Sometimes you just gotta do what you gotta do. This includes having a variety of veggies on hand, and a little bit of meat, and not wanting the veggies to go bad before you have the chance to use them. That was the case when I was blessed with my Winder Farms delivery the other day, and had so much in the fridge and in the delivery that I got creative. And guess what? It was good, too!

Ingredients
2 medium zucchini, sliced and halved
4 Roma tomatoes, cut into chunks
1/2 red onion, peeled and sliced 
 1 red and 1 green pepper, roughly chopped
3 tomatillos (peeled and cut into small pieces) - optional
1/2 -3/4 c pearl barley
2 breasts boneless  chicken, cut into cubes
2 c boiling water mixed with 2 chicken bouillion cubes (enough to almost cover veggies)
2 tbsp red pepper flakes
1 tbsp celery flakes
1/4 c chopped fresh parsley (or 1 tbsp dried parsley)

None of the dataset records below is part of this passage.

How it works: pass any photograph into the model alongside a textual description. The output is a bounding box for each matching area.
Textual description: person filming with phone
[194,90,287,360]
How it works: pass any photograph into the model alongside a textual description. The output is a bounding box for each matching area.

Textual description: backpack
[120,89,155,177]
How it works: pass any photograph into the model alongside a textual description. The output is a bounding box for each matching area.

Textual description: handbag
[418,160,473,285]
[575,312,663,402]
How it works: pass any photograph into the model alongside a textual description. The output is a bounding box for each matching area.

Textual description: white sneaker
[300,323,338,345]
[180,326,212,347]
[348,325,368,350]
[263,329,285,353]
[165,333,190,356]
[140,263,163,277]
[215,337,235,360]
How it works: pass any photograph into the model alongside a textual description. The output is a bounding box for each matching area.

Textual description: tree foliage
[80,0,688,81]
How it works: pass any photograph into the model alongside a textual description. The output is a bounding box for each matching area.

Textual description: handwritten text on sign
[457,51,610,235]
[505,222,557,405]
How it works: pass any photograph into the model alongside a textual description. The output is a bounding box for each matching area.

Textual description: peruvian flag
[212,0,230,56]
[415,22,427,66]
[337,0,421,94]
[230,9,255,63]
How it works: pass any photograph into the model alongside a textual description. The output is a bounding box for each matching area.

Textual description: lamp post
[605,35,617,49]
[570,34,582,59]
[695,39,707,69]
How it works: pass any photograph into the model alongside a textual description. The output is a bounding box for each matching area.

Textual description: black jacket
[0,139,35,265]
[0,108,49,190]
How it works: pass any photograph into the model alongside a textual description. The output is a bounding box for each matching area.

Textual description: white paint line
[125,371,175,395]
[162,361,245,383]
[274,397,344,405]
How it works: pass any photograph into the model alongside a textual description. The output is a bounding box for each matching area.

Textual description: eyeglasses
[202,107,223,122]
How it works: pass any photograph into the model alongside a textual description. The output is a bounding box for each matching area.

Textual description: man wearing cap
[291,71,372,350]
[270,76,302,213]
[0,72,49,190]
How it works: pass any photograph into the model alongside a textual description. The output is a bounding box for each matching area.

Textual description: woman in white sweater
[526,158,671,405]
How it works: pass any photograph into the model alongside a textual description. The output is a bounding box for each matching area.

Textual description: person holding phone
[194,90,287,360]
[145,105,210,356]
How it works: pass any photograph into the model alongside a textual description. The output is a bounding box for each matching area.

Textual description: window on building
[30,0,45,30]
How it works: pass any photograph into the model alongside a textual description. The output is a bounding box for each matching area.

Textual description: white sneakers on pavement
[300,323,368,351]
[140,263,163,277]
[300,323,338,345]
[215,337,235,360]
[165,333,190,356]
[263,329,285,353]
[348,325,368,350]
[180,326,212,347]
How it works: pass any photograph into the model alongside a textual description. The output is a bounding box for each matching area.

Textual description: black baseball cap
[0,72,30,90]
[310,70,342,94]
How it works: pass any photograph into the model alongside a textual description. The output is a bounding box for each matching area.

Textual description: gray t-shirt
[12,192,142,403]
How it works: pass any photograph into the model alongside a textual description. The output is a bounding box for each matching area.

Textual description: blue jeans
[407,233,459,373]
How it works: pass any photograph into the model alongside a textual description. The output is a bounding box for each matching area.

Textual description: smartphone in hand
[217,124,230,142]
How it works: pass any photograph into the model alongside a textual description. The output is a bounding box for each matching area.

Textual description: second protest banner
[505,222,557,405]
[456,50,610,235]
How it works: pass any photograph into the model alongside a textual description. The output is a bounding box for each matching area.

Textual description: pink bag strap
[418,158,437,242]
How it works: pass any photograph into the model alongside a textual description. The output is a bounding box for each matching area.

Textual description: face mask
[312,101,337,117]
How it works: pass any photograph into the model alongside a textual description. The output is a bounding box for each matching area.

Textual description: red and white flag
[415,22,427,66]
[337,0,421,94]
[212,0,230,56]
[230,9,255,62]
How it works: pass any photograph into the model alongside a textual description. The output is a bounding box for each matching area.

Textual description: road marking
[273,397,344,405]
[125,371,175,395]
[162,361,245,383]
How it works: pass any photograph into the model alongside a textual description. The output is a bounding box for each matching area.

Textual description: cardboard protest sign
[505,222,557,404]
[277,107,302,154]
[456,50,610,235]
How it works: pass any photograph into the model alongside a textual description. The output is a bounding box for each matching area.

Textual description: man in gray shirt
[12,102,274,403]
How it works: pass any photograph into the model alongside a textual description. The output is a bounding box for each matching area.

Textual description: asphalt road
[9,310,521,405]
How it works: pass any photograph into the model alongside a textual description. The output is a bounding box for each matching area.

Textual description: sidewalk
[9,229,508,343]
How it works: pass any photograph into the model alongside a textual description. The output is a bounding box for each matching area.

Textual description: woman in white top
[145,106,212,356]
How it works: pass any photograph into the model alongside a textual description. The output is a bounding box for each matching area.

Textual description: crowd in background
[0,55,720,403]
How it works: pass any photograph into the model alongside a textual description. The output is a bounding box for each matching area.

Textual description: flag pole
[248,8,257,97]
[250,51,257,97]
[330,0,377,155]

1 tsp each salt and pepper
1/4 c light golden sugar
1 tbsp apple cider vinegar

Preparation
Spray slow cooker with 'Pam' cooking spray. Set on high. Place all ingredients in slow cooker, making sure the liquid covers the vegetables and meat. Cook on 'high' for approximately 4 hours, until everything is cooking and vegetables are softening. Cook an additional 2 hours on 'low' or 'medium', until fully cooked. Keep on 'warm' until ready to serve. May be served with rice, pasta or potatoes. The amount of pearl barley you use will determine the thickness or density of the casserole.